Protesto contra retirada de direitos das mulheres

Ao lembrar o Dia Internacional da Mulher, a ser comemorado nesta quarta-feira (8), o senador Paulo Paim (PT-RS) destacou em Plenário a importância da luta pela igualdade de gênero.

Por isso, ele disse não ser admissível qualquer retrocesso em direitos alcançados ao longo de anos de luta, como, por exemplo, o previsto na proposta de reforma da Previdência, que saiu de pauta por causa da intervenção federal na segurança pública do Rio de Janeiro.

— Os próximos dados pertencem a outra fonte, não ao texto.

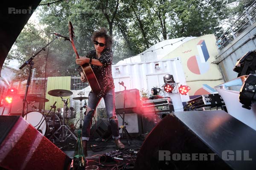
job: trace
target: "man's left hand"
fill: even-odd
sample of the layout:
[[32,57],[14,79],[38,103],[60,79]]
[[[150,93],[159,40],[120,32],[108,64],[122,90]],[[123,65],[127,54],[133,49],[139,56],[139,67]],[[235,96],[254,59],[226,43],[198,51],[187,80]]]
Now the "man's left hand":
[[81,65],[85,63],[89,63],[90,58],[84,57],[80,57],[80,58],[77,58],[76,60],[76,63],[78,65]]

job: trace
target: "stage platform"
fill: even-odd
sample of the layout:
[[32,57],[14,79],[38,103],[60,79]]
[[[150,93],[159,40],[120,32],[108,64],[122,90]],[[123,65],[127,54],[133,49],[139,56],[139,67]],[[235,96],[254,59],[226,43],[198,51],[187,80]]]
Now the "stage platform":
[[[111,152],[118,152],[112,139],[109,140],[102,139],[90,139],[87,144],[88,165],[97,165],[100,170],[119,169],[125,167],[128,169],[133,169],[137,158],[137,154],[141,147],[144,140],[139,137],[129,140],[129,145],[126,139],[121,138],[121,141],[125,144],[124,149],[120,150],[123,160],[114,159],[106,161],[102,156]],[[55,142],[55,144],[64,152],[70,158],[73,159],[75,146],[76,141],[68,139],[63,142]],[[101,157],[101,158],[100,158]]]

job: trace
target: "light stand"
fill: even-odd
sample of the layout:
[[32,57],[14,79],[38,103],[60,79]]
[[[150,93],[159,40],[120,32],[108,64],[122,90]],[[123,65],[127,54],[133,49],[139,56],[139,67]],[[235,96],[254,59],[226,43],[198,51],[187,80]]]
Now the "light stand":
[[28,91],[29,91],[29,87],[30,85],[30,82],[31,80],[31,72],[32,69],[33,69],[33,66],[34,65],[34,62],[33,62],[33,60],[35,58],[35,56],[36,56],[38,54],[39,54],[41,51],[43,50],[45,51],[45,48],[49,45],[52,42],[54,41],[56,39],[58,38],[57,37],[55,37],[55,38],[53,39],[52,41],[48,43],[44,47],[43,47],[42,49],[41,49],[38,52],[36,53],[35,54],[32,56],[30,59],[29,59],[27,61],[25,62],[22,65],[21,65],[20,67],[20,69],[22,69],[27,64],[29,64],[30,65],[29,66],[29,77],[28,77],[28,79],[27,80],[26,85],[26,90],[25,91],[25,95],[24,96],[24,99],[23,99],[23,105],[22,107],[22,114],[21,116],[23,117],[24,117],[24,114],[25,114],[25,105],[26,105],[26,97],[27,96]]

Paim ressalta o governo propunha proibir a acumulação de aposentadoria e pensão, além de igualar a idade mínima de aposentadoria de mulheres e homens, o que mostra o descaso com a dupla jornada, ou até tripla a que elas se submetem diariamente.

Mesmo tendo sido adiada a análise da proposta de reforma previdenciária, que tramita na Câmara, Paim lembrou que, recentemente, houve mudanças prejudiciais às mulheres nas leis trabalhistas.

Paulo Paim aproveitou para cobrar a votação da proposta que iguala salários de homens e mulheres que desempenharem a mesma função na mesma empresa.

Homenagem no SENADO – A sessão solene do Congresso Nacional, realizada nesta quarta-feira (7) para a entrega do prêmio Bertha Lutz, foi destacada pela senadora Vanessa Grazziotin (PCdoB – AM) (foto) em discurso no Plenário do Senado. A homenagem, relativa ao Dia Internacional da Mulher, reconheceu o trabalho das 26 mulheres constituintes, que atuaram em 1987 e 1988 para elaborar a nova Constituição do país.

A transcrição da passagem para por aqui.